There has been an increase in research evaluating current practice, guidelines and possible complications associated with the provision of PSA in the paediatric population outside of theatre [10]. One of the recent areas of interest is the fasting status of the paediatric patient undergoing PSA and whether adhering to the standard guidelines in anaesthesia is necessary [10,11,12,13]. Multiple studies have been performed assessing the safety and efficacy of PSA in the paediatric population, all showing that PSA can be safely and effectively provided by non-anaesthesiologists in a paediatric EC [10, 14, 15]. However, most of this research has been done in the USA and Europe, with minimal research performed in the low- and middle-income countries (LMICs). There is a significant difference between anaesthetic services required and the availability of such services in many resource-limited settings, including sub-Saharan Africa. This limitation in anaesthesia availability is even more pronounced for children than for adults, as provider training and comfort with PSA in the young are uncommon. As LMICs have unique challenges, including higher volumes of paediatric patients, fewer resources, higher acuity and less paediatric specific centres, it is of value to do more research in these settings [6, 16]. The current study will add to the body of research, specifically in LMICs.

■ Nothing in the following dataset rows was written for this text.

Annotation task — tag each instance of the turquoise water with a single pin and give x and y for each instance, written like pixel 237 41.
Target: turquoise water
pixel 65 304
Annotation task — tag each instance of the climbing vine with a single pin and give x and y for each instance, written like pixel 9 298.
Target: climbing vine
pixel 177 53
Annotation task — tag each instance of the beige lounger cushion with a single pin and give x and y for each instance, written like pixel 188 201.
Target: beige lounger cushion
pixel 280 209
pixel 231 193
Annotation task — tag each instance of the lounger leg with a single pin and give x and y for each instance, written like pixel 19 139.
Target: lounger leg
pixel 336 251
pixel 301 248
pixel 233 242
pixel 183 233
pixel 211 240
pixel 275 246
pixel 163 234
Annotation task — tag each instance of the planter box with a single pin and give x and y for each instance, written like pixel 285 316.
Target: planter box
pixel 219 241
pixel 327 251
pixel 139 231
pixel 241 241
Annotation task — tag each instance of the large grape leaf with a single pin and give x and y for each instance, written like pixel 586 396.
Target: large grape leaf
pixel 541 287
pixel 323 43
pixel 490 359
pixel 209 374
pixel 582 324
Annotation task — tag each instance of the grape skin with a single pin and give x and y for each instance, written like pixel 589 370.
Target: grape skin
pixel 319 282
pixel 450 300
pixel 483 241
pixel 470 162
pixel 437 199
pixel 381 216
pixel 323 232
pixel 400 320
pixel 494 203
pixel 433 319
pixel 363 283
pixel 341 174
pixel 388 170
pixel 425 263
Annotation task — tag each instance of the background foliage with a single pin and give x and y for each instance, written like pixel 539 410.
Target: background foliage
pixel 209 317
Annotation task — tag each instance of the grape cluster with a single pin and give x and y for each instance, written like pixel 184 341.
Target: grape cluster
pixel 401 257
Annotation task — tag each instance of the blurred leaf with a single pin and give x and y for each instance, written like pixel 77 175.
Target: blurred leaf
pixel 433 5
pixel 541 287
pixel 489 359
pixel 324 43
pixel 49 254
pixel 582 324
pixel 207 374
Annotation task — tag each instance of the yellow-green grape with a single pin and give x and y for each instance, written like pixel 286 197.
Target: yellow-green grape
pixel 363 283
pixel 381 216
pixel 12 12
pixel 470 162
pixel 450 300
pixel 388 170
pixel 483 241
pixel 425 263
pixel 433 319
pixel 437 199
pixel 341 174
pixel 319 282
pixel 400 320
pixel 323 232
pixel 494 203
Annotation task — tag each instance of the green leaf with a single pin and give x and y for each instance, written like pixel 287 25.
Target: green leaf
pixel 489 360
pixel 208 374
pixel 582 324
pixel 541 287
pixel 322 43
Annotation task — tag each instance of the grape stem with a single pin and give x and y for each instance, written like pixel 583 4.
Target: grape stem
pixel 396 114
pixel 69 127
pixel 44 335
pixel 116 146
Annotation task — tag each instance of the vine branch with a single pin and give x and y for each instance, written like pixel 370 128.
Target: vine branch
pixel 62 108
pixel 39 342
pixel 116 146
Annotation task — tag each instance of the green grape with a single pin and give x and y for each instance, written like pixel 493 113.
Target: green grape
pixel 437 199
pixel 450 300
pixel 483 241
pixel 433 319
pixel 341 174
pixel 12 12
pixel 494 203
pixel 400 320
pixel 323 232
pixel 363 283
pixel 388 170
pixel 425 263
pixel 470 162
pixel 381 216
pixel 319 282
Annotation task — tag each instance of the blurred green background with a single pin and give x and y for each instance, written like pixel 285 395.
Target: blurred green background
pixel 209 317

The aim of this study was to describe the indications for PSA in the paediatric EC population, the fasting status of paediatric patients undergoing PSA and the complications observed during PSA in a single Western Cape emergency centre.


Study design

A retrospective chart review was conducted at Mitchells Plain Hospital, a district-level hospital situated in Mitchells Plain, Cape Town. The study was approved by the Human Research Ethics Committee of the University of Cape Town (HREC REF: 859/2019), and facility approval was granted by the National Health Research Database (WC_202104_029).

Study setting and patients

Mitchells Plain is a suburb in Cape Town, South Africa, with a population of approximately 310,485 people. According to the latest census in 2011, the majority of the population lives in formal dwellings (95%) with running water and electricity [17]. Mitchells Plain Hospital is a 230-bed hospital. The hospital provides care at a district level, including emergency care, obstetrics and gynaecology, medical, surgical and paediatric care. On average, approximately 3926 patients attend the EC every month, 816 being paediatric [18]. All patients (younger than 13 years of age) who presented to the emergency centre of Mitchells Plain Hospital and received PSA during the study period (December 2020–Aril 2021) were included in the study.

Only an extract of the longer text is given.